"Neue Kärntner Tageszeitung" Kommentar: Marionetten in Lauerstellung

Ausgabe vom 16.02.2002

Man hat ihm die präzise Selbstkritik nicht zugetraut: "Wir haben uns zu entscheiden, ob wir Regierungspartei sein oder Opposition betreiben wollen." Ob des FPÖ-Klubchefs überraschende Offenheit einer "Eh schon wurscht"-Verzweiflung entsprungen ist, darf dahingestellt bleiben.

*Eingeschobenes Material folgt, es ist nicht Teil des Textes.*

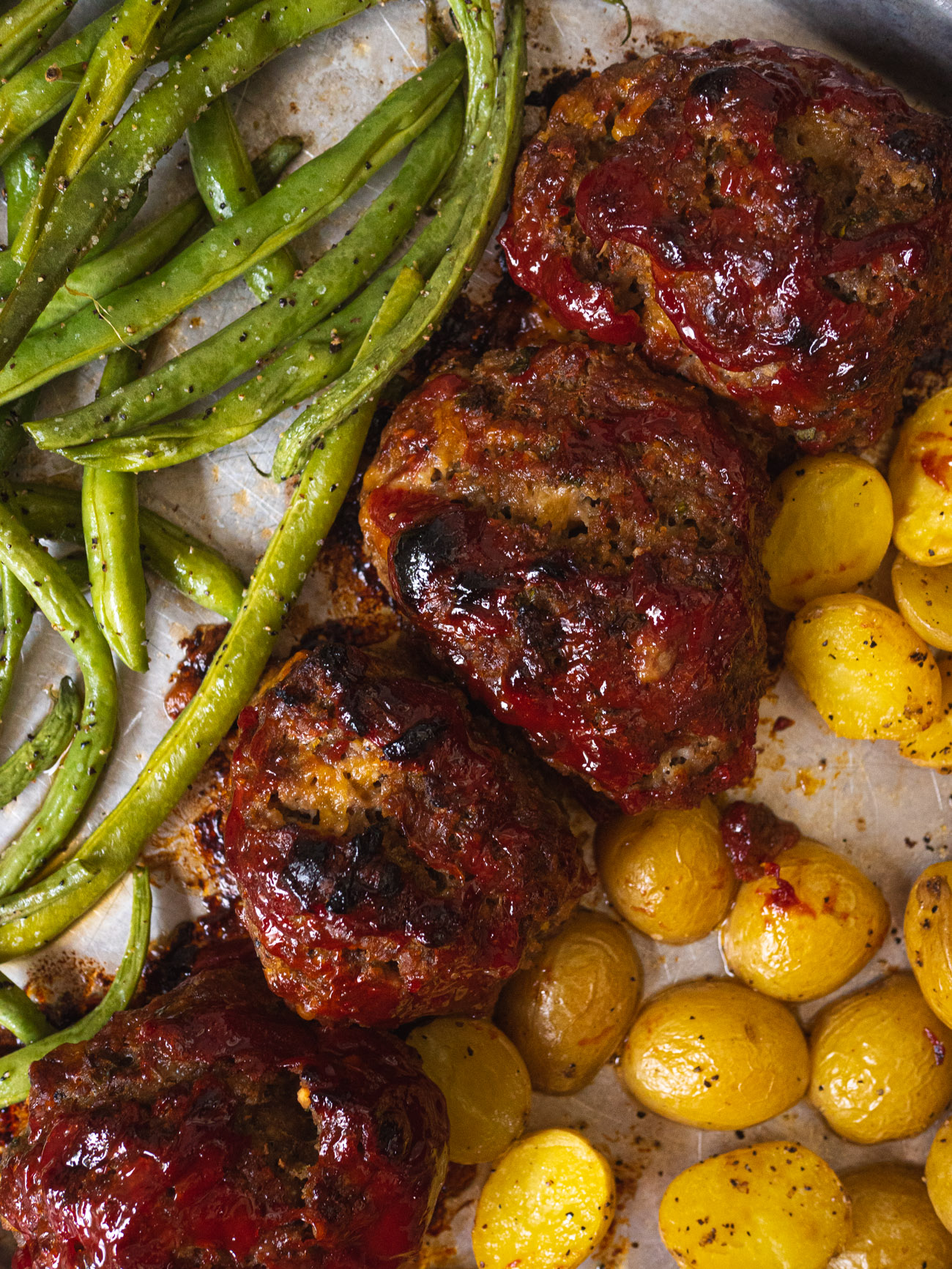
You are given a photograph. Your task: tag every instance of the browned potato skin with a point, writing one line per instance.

Auch, dass sich Peter Westenthaler schon tags darauf über seine Unverfrorenheit erschreckt zeigte und den Rückzug antrat. "Niemand will in der FPÖ eine Meuterei - auch ich nicht", beeilte er sich da "klar zu stellen".

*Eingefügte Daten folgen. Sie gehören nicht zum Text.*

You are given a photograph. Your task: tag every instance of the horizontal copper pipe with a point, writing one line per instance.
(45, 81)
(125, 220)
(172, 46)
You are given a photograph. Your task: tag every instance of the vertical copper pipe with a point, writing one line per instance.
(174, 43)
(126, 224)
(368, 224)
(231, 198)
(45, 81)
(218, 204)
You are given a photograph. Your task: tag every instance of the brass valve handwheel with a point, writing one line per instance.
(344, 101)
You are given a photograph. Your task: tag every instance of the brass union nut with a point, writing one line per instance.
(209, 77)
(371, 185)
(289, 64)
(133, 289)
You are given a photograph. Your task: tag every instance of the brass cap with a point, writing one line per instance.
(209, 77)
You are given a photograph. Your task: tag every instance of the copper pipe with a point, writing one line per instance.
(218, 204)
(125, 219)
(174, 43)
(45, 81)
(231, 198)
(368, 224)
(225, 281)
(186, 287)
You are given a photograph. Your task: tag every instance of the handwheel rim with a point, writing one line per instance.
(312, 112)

Auch wenn es früher oder später einerlei sein wird, was ein Peter Westenthaler für die Freiheitliche Partei will, lieferte uns der Noch-Klubchef dennoch den Beweis per Exempel: Alles kuscht, wenn der Marionettenspieler aus Kärnten seine Fäden zieht. Jörg Haider macht mit der FPÖ, was er will. Und - was das eigentlich Prekäre ist - auch mit der schweigsamen Kanzlerpartei.

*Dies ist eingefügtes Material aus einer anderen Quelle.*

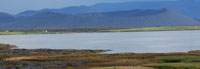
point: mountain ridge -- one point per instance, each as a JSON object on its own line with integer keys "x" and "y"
{"x": 117, "y": 19}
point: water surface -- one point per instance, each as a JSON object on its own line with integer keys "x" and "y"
{"x": 139, "y": 42}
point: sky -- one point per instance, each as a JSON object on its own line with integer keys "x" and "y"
{"x": 16, "y": 6}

Wann auch immer es dem Ex-und-eigentlichen-FPÖ-Chef beliebt, grinst er böse zum schwarzen Mann, hebt den Zeigefinger - und das genügt:
Wolfgang Schüssel & Co. ziehen die Köpfchen ein, tun brav so, wie ihnen geheißen. Nur nicht aufmucken. Alles schlucken. Expliziter Neuwahldrohungen bedarf es gar nicht mehr...

Dass Österreich "dank" der aberwitzigen Einlage des Wenderegierungs-Architekten Haider faktisch nicht mehr regiert wird, dürfte die ÖVP kaum kümmern. Wie auch: Ist sie doch rundum beschäftigt, auf die nächsten Querschüsse, Ausritte und Anpatzer ihres "Machers" zu lauern. Das ist Regieren genug.